1,200 people have died in Yemen's civil war so far, more than half of them civilians. But aid groups warn those deaths represent only the start of the war's human toll.

“Our medical staff are starting to see children dying of preventable causes because they arrive too late to our facillities," says Marie-Elisabeth Ingres, the head of the Yemen mission for Doctors Without Borders — also known by its French initials, MSF. She says those patients are at risk because Yemen is running out of drugs to treat chronic diseases like diabetes and cancer.

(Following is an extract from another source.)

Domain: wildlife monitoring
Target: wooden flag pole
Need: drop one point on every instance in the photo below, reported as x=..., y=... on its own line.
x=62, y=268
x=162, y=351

Ingres says access is the number one problem. A Saudi-led coalition has been bombing military targets, including the Sanaa airport, and blockading Yemen's ports since March 26, when the kingdom pledged to restore Yemen's government after it was unseated by a Shiite rebel group called the Houthis. 

“If the airstrip of the Sanaa airport is bombed and is not repaired, we will not be able to [bring] drugs and medical staff into Yemen," Ingres says. The United Nations has called upon Saudi Arabia to stop blowing up airport runways in Yemen, to allow delivery of humanitarian aid.

The Saudi attacks and blockade have also left Yemen with too few doctors and aid workers to handle the growing humanitarian crisis. “There are only two international organizations in Yemen, MSF and the ICRC, the International Committee for the Red Cross. We cannot go it alone,” Ingres says. “It is not possible. We request that the humanitarian actors come back to Yemen to give humanitarian assistance.”

But it's not just the Saudis who need to change policy. Getting more supplies and workers into Yemen will also take the cooperation of the Houthis and their allies, who control Yemen’s cities, and nations like the United States and Iran whose influence can affect decisions on the ground. 

“Today, in some parts of the country, we have checkpoints. We are not allowed to pass with our drugs," Ingres says. "Sometimes we cannot receive injured people because they have been blocked at the checkpoint and they died because they cannot reach hospitals. So my main request [to political leaders] is to do a big advocacy to allow humanitarian assistance, and allow the humanitarian actors to do their work."